Le 14 août 2025 — Modifié à 15 h 29 min le 14 août 2025
Par Richard Banford

Si les actionnaires de la compagnie des 21 formée à Charlevoix (ils étaient en fait 27) sont aujourd’hui reconnus pour avoir les premiers défrichés et colonisés, la région du Saguenay-Lac-Saint-Jean, les véritables Pères fondateurs de la région nous viennent de l’Estrie. C’est du moins ce que je retire d’une lecture estivale du livre de l’historien, Gaston Gagnon: « Dubuc, Le roi de la pulpe », lancée en juin dernier.

Les bûcherons de Charlevoix s’y sont installés pour couper les grands pins blancs, de plus en plus rares en Europe, et pour alimenter les scieries de Price.  Julien-Édouard-Alfred Dubuc, lui, a ouvert la région à l’industrialisation en créant la plus grande productrice de pâte mécanique au monde.
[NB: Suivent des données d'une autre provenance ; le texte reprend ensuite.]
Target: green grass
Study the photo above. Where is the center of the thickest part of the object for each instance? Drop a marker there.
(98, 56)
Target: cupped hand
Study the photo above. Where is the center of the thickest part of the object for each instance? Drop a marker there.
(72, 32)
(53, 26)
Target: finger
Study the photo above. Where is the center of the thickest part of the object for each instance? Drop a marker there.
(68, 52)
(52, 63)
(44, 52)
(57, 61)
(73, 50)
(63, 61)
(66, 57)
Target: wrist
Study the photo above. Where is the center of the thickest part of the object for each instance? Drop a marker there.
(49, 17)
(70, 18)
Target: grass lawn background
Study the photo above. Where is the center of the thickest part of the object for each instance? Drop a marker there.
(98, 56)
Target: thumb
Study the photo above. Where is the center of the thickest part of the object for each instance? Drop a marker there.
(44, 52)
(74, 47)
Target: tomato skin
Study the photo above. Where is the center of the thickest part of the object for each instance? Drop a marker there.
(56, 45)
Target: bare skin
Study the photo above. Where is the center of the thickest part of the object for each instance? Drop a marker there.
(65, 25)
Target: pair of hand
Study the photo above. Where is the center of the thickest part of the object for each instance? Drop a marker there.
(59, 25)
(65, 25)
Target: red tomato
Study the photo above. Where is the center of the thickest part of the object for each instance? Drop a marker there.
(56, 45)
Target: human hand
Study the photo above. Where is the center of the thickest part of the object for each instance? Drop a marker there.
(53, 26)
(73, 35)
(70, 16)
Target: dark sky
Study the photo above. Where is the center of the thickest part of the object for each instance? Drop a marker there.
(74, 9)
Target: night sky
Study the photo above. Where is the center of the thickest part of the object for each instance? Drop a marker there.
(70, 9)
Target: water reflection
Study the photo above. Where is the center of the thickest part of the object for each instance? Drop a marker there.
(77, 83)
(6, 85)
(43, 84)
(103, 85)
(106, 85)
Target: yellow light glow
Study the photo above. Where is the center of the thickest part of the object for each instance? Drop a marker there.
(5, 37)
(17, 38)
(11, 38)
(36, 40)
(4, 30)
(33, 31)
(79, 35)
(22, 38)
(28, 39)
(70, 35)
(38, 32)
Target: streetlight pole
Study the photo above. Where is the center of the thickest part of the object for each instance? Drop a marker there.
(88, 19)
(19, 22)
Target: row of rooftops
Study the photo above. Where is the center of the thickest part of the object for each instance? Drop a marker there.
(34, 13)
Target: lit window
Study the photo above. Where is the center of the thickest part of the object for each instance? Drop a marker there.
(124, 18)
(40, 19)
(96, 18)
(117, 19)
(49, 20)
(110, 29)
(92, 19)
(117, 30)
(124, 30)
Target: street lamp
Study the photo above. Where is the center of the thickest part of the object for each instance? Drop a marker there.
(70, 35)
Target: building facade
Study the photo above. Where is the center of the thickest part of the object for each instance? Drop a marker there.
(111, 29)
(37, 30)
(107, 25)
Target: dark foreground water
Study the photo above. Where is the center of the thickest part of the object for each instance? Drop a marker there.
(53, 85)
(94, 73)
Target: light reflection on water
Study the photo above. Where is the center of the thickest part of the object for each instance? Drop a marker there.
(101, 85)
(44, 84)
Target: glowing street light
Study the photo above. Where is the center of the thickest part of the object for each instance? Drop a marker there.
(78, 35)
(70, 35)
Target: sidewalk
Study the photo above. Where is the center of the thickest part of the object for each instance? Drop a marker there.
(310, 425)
FAMILLE ET AMIS LE SUIVENT

À sa sortie du séminaire de Sherbrooke, où il a acquis ses connaissances dans le domaine commercial, il entame une carrière à la Banque Nationale. Il occupera la gérance d’une nouvelle succursale de la Banque Nationale à Chicoutimi. Avec son épouse, Anne-Marie Pallardy, il s’installe dans ce nouvel environnement du bout du monde au mois d’octobre 1892 où il occupera une place prépondérante au sein de la petite société qui compte quelques commerces et des travailleurs forestiers. C’est là que des membres de sa famille et des amis des Cantons de l’Est viendront le retrouver lorsqu’il quittera la banque pour fonder la Compagnie de pulpe de Chicoutimi. 

PORT DE BAGOTVILLE

L’influence de Julien-Édouard-Alfred Dubuc s’étend un peu partout sur la région, à La Baie, où il crée la compagnie de « chemin de fer de la baie des Ha! Ha! », jusqu’au Lac-Saint-Jean où il construira l’usine de Val-Jalbert en plus d’acquérir les droits sur les trois chutes de la rivière Péribonka. Il ne se fait pas que des amis. William Price, troisième du nom, qui possède la compagnie de pulpe de Jonquière établie en 1901 par des agriculteurs de la place, représente un farouche concurrent soutenu par son avocat L. G. Belley, membre du conseil de ville de Chicoutimi, qui lutte contre l’établissement d’un quai à Bagotville plutôt qu’à Chicoutimi comme le propose Dubuc pour éviter les coûts d’un dragage annuel du Saguenay. Plus ça change, plus c’est pareil.

LA FIN

C’est finalement un ami et associé de longue date d’Angleterre, Sir Frederick Becker, qui profitera d’une crise touchant tous les producteurs de papier du monde, dont les pays scandinaves, pour prendre le contrôle de la Compagnie de pulpe de Chicoutimi et évincer J.E.A Dubuc. Plus tard, Becker déposera le bilan de toutes ses acquisitions, sauf celui de la Compagnie de pulpe de Chicoutimi qu’il vendra au concurrent de toujours de Dubuc, William Price. Ce dernier, à l’occasion de la crise financière mondiale de 1929, mettra fin aux activités de la CPC et celle de Val-Jalbert. 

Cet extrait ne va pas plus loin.